Black bean burritos
Ingredients:
8 ounce black beans dry or 30 ounce black beans canned
1 medium onion, finely chopped
2 garlic cloves, minced
1 jalapeno pepper, seeded and finely chopped
1 teaspoon chili powder
1 teaspoon ground cumin
5 tablespoon olive or vegetable oil
16 ounce tomatoes, cut up, 1 can
1 1/4 inch thick lemon slice
1 teaspoon dried oregano, crushed
1/4 teaspoon salt
1 dash hot pepper sauce, optional
6 flour tortillas
Garnishes:
- Salsa
Guacamole
Chopped tomato, optional
Snipped cilantro
Preparation:
Cook the dry beans. Rinse and drain the cooked or canned beans and set aside.
In a 4 1/2 quart Dutch oven, cook the onion, garlic, peppers, chili powder and cumin in hot oil, until tender, stirring occasionally.
Stir in the drained beans, the undrained tomatoes, lemon, oregano, salt and pepper sauce, if desired.

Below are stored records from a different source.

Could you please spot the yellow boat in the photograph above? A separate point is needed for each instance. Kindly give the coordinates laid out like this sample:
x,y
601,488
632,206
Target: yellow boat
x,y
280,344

Bring to boiling, reduce the heat, and simmer, uncovered, about 15 minutes or until thick. Remove the lemon.
In a blender container or food processor bowl, place one third of the mixture, cover, and blend until smooth. Repeat with the remaining beans. Return to the pan and heat through.
In the meantime, wrap the tortillas in foil and warm in a 350 F oven for about 10 minutes.
Place about 1/2 cup of the bean mixture onto each tortilla and fold the edges over to form a packet.
Serve with salsa and guacamole and top with chopped tomato and snipped cilantro.
To cook the dry beans:
- In a 4 1/2 quart Dutch oven, combine the beans and enough water to cover.
Bring to boiling then reduce the heat and simmer, uncovered, for 2 minutes.
Remove from the heat, cover and let stand for 1 hour. Drain the beans and rinse.
In the same Dutch oven combine the beans and 5 cups of water or vegetable broth.
Bring to boiling, reduce the heat, cover and simmer for 1 to 1 1/2 hours or until tender.